Deutschland

Einzelhandel: Ladensterben ohne Ende

In den letzten Jahren kam der klassische Einkaufsbummel immer weiter aus der Mode. Vielfach allerdings auch dadurch, dass die Geschäfte, durch die man bummeln konnte, zunehmend verschwanden. Diese Tendenz setzt sich weiter fort.
Einzelhandel: Ladensterben ohne Ende© Urheberrechtlich geschützt

Im Vorfeld des nächste Woche in Berlin anstehenden Handelsimmobilienkongresses, auf dem sich Immobilieninvestoren und (große) Einzelhändler treffen, hat der Handelsverband Deutschland (HDE), der Verband der deutschen Einzelhändler, Zahlen für das vergangene Jahr veröffentlicht. Das Fazit: Nach wie vor ist keine Besserung in Sicht.

Im laufenden Jahr, so die Prognose, wird die Zahl der Einzelhandelsgeschäfte in Deutschland erstmals seit 1990 unter 300.000 sinken. Im Jahr 2015 waren es noch 372.000. Auch wenn zuletzt der Rückgang nicht mehr ganz so schnell erfolgte wie in den Corona-Jahren, ist die Einschätzung auch seitens der Inhaber negativ. Nur 14 Prozent der befragten Unternehmen bewerteten ihre Geschäftslage als positiv.

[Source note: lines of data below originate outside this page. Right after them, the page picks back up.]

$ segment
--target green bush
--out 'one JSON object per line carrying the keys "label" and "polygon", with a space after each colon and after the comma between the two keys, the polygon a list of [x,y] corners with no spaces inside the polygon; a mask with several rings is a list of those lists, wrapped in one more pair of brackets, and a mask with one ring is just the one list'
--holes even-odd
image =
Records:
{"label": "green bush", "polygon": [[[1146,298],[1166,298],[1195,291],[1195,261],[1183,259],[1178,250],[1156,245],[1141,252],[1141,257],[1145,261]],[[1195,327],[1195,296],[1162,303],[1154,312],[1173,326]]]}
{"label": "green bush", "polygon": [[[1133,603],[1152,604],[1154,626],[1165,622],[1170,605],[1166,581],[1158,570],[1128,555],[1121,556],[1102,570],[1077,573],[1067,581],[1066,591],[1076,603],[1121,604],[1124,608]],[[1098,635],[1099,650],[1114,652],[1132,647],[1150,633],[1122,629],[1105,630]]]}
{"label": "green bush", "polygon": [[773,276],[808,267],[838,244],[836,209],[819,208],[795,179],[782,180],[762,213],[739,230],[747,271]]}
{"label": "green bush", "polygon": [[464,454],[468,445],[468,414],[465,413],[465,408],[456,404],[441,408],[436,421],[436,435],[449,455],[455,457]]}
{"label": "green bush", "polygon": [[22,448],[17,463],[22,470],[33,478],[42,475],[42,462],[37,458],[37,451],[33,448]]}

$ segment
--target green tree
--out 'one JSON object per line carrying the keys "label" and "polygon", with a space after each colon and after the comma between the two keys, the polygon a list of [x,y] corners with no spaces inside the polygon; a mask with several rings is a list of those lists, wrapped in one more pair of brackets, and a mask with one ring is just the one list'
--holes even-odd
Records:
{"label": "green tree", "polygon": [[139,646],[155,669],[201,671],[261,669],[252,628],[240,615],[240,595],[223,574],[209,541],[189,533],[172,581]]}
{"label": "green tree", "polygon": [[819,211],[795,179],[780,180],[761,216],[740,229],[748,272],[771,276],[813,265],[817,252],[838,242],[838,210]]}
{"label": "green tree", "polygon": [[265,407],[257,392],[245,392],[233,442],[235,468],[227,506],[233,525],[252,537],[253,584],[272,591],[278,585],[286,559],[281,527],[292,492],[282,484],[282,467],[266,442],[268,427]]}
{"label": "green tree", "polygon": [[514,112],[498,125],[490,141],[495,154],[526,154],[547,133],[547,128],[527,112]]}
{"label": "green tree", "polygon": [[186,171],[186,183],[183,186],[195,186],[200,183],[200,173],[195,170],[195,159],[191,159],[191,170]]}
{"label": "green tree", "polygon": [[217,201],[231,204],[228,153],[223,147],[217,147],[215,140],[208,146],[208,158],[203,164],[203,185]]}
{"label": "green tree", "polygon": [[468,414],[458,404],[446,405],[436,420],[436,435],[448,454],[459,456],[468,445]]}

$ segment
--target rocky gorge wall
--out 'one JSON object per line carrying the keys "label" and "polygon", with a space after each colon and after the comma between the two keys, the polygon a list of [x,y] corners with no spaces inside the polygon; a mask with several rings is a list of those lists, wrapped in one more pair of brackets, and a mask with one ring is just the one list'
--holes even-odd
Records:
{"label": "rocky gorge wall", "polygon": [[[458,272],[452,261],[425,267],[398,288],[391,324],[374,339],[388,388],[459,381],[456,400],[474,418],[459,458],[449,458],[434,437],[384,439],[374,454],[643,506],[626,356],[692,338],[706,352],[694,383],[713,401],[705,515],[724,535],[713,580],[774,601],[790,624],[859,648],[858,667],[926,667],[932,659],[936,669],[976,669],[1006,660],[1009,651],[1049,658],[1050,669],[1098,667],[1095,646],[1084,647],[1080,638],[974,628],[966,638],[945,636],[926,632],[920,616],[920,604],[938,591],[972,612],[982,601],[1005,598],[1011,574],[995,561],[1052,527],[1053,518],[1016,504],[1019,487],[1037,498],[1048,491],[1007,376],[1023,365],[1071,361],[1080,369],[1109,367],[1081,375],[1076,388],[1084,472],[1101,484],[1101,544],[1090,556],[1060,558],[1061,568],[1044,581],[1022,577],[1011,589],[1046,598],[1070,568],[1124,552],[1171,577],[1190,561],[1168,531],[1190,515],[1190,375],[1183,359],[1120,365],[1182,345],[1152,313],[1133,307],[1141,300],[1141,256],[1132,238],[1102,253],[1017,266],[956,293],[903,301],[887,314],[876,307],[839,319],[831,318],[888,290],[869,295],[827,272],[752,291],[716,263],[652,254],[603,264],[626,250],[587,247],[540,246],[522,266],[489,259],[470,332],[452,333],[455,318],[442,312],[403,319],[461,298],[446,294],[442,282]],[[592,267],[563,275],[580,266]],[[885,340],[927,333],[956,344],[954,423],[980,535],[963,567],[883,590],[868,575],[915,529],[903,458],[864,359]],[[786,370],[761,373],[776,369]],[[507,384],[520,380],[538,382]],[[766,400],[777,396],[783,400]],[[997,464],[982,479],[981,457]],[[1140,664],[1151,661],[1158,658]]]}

Zuletzt war wieder eine Reihe größerer Ketten geschlossen worden, darunter die Schuhkette Görtz. Die Folge: "Viele Innenstädte leiden heute schon sichtlich unter Leerständen", so HDE-Präsident Alexander von Preen. Ein Problem, auf das auch die kommunale Politik noch keine Antwort hat.

Die Preise von Einzelhandelsimmobilien hatten sich zuletzt zumindest in den besten Lagen nach jahrelangem Absturz stabilisiert. Und auch wenn die Konkurrenz durch den Online-Handel weiter Probleme bereitet – inzwischen treffen Konsumrückgänge nicht mehr nur den stationären Handel, sondern auch die Online-Händler.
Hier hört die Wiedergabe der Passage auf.